Most household may not have a mental health professional living in the home, but as parents we are our children’s first teachers, confidants, and companions to help them in coping with the world surrounding them. Here a few steps to consider in nuturing your child’s mental health needs, opening the family dialogue of addressing mental health, breaking stigmas, and creating a welcoming environment of love:
- Model healthy behaviors in handling emotions, let downs, shake ups, and disappointments. We don’t have to bottle up our natural feelings in being robotic as parents. Children will learn from the world around them in seeing natural emotions of grief, sadness, anger, and etc. However, if we can be silent role models in handling those emotions in a positive way without “hiding them” in thinking we are “protecting ” them it gives them the courage to express theirs.

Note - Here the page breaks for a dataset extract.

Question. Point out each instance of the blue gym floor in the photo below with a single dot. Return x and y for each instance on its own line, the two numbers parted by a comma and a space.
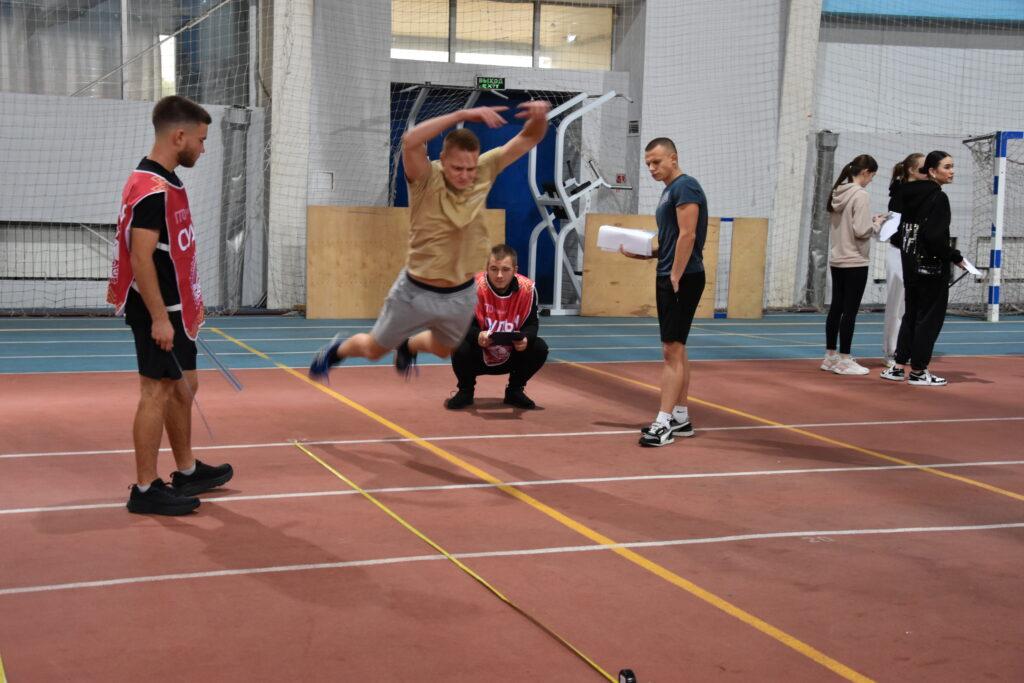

- Allow open dialogue for them to express themselves and their feelings. Gone are the days where it was to say simply,” Because, I said so!” with no explanation or reply in punishment. “Hush, for I give you something to cry about !” only trains our children to bottle in their feelings after experiencing natural emotions to what they may genuinely be feeling at a time. Provide a cool down time frame if necessary for them to express themselves if emotions are high. Allow open ended questions for friendly conversation and even reprimanding dialogue in understanding the “Why” from both parties. Also, its important to be an active listener.
- Break gender stigmas that say only boys or girls are supposed react or not react to certain scenarios . The truth is boys do cry, and should be allowed to have feelings. Girls are allowed to be assertive. Our children shouldn’t be put to shame in feeling guilty because of their gender in handling emotions in expressing themselves.
- No shaming allowed! Controlling children through parenting by shaming them through guilt leads to anxiety, depression, and may have other harmful effects. We can guild them as parents without shaming, mocking, and belittling them.
- Surround them with other positive, loving, and caring adults. It’s essential for our children to be surrounded by other positive adults besides ourselves that can build them up, be of support, provide encouragement, and give sound guidance. Be watchful and aware of “adult bullies”, manipulators, and any adult that you see that attempts to tear down your child’s spirit.
- Create a home of forgiveness. We all make mistakes. Parents make mistakes and our children make mistakes. No one in the household should be above apologizing, and apologies should be open to acceptance from all.
- Limit the use of electronic devices, and monitor social media. Many studies have suggested the impact of long uses of electronic devices for children in a negative way in desensitization, attention issues, sleep disorders, anxiety, and depression. Social media is an open door for the same negative feelings along with building the constant need for validation, peer pressure, depression, and cyper bullying. If you choose to allow them to use social media be watchful, alert, and protective.
- Choose to be proactive rather than reactive. Tensions can get high through parenting, and nobody said parenthood would be easy. When tensions are high take a step back to collect, regroup, and address the issue at hand in a calm matter before doing or saying something that you will regret.
- Communicate friendly with knowing their teachers, friends, mentors, and all others who share in spending time with your child. If you have an open relationship with the others who apart of their lives it creates a healthy nucleus in allowing them to have a loving community of supporters, you’re allowed to see openly any known concerns, and it shows them even more that you care.
- Don’t be afraid to address any red flags of any underlying areas of concern in behaviors or needs with your child. Again, keep an open dialogue with your child’s pediatrician or doctor in allowing them to make any referrals if necessary. If there are any mental health concerns be open, research, and see what treatment plans are available for your child.